Culprit lesion vessel size and risk of reperfusion injury in ST-segment elevation myocardial infarction – A cardiac magnetic resonance imaging study

Ivan Lechner (Innsbruck)1, M. Reindl (Innsbruck)1, C. Tiller (Innsbruck)1, M. Holzknecht (Innsbruck)1, F. Oberhollenzer (Innsbruck)1, S. Von der Emde (Innsbruck)1, A. Mayr (Innsbruck)2, A. Bauer (Innsbruck)1, B. Metzler (Innsbruck)1, S. J. Reinstadler (Innsbruck)1

1Medizinische Universität Innsbruck Universitätsklinik für Innere Medizin III - Kardiologie und Angiologie Innsbruck, Österreich; 2Medizinische Universität Innsbruck Universitätsklinik für Radiologie Innsbruck, Österreich


Background: Microvascular obstruction (MVO) and intramyocardial hemorrhage (IMH) are well-established imaging biomarkers of failed myocardial tissue reperfusion in patients with ST-segment elevation myocardial infarction (STEMI) treated with primary percutaneous coronary intervention (PCI). MVO and IMH are associated with an increased risk of death and heart failure independent of infarct size, but whether the size of the culprit lesion vessel plays a role in the occurrence and severity of reperfusion injury is currently unknown.

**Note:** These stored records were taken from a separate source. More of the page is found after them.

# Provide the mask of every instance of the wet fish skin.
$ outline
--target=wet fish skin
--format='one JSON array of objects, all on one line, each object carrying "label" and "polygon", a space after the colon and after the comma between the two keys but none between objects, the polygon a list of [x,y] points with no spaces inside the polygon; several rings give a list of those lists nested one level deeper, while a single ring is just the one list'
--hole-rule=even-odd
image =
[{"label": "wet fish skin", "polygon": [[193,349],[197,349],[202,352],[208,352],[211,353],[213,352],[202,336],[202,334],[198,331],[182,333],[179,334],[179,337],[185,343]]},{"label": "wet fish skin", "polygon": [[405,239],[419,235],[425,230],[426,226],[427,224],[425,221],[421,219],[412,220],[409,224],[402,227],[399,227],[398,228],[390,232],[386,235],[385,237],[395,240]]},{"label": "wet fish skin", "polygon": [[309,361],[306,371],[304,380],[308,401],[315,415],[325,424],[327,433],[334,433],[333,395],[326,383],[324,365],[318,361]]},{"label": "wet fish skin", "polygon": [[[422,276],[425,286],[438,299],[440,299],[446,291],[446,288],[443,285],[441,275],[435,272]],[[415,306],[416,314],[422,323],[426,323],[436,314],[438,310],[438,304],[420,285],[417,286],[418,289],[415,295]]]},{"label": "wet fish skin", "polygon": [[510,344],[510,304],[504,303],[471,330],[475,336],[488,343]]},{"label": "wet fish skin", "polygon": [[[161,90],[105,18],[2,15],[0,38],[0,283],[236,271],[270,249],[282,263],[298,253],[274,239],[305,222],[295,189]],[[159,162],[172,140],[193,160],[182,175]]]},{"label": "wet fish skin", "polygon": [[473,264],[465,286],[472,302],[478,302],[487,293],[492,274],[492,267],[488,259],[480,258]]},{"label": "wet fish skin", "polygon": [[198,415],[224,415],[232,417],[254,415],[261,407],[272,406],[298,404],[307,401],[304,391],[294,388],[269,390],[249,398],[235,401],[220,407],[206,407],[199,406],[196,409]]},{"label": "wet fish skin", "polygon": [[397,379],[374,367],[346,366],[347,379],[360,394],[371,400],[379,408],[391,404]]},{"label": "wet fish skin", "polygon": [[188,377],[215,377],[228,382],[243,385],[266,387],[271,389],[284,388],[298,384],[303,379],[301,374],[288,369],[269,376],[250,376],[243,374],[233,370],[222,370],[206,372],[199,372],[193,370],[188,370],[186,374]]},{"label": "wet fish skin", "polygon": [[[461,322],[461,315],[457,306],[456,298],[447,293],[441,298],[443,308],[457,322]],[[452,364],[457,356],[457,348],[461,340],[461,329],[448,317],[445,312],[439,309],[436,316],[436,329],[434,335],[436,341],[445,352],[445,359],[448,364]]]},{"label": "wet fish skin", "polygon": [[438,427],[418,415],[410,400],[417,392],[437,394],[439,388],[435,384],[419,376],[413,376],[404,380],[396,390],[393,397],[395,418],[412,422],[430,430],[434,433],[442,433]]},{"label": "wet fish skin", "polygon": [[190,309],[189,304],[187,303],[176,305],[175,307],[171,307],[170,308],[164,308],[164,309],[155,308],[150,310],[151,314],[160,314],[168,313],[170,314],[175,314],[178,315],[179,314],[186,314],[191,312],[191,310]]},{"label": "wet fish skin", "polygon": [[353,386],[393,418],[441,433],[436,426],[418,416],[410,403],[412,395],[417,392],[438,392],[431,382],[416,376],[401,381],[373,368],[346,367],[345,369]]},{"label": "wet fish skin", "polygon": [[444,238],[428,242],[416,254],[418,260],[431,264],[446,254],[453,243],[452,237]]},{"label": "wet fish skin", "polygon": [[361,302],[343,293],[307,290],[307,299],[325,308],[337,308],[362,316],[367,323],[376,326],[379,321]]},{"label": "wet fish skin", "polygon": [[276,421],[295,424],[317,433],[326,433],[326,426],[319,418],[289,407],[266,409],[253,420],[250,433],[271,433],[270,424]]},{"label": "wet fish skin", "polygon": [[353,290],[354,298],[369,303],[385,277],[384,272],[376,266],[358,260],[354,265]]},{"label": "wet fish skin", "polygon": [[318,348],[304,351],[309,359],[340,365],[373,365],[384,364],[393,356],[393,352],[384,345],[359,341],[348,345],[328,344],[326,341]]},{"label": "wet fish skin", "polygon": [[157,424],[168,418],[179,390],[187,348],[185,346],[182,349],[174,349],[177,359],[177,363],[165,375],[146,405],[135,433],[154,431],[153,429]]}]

Objective: The goal of this study was to evaluate the association between culprit lesion vessel size and the occurrence and severity of reperfusion injury as determined by cardiac magnetic resonance (CMR) imaging-based tissue characterization.

Methods: Patients (n=516) with first-time STEMI treated with primary PCI underwent evaluation with CMR imaging at 4 (3-5) days after infarction. A comprehensive imaging protocol including late gadolinium enhancement imaging for MVO assessment and T2* mapping for IMH assessment was used. Vessel dimensions were determined by direct measurement using the catheter as reference.

Results: Median culprit lesion vessel size was 3.1 (2.7-3.6) mm. MVO and IMH were found in 299 (58%) and 182 (35%) patients. Culprit lesion vessel size was associated with body surface area, diabetes mellitus and infarct size. There was no association between vessel size and MVO or IMH in univariable as well as multivariable analysis (p>0.05). These findings were replicated in the subgroups of patients with LAD (n=226) and non-LAD (=290) infarction as well as in patients with Thrombolysis in Myocardial Infarction 3 flow after PCI (n=464). 

Conclusion: Comprehensive characterization of myocardial tissue reperfusion injury by CMR revealed no association between culprit lesion vessel size and the occurrence of MVO and IMH in patients treated with primary PCI for STEMI.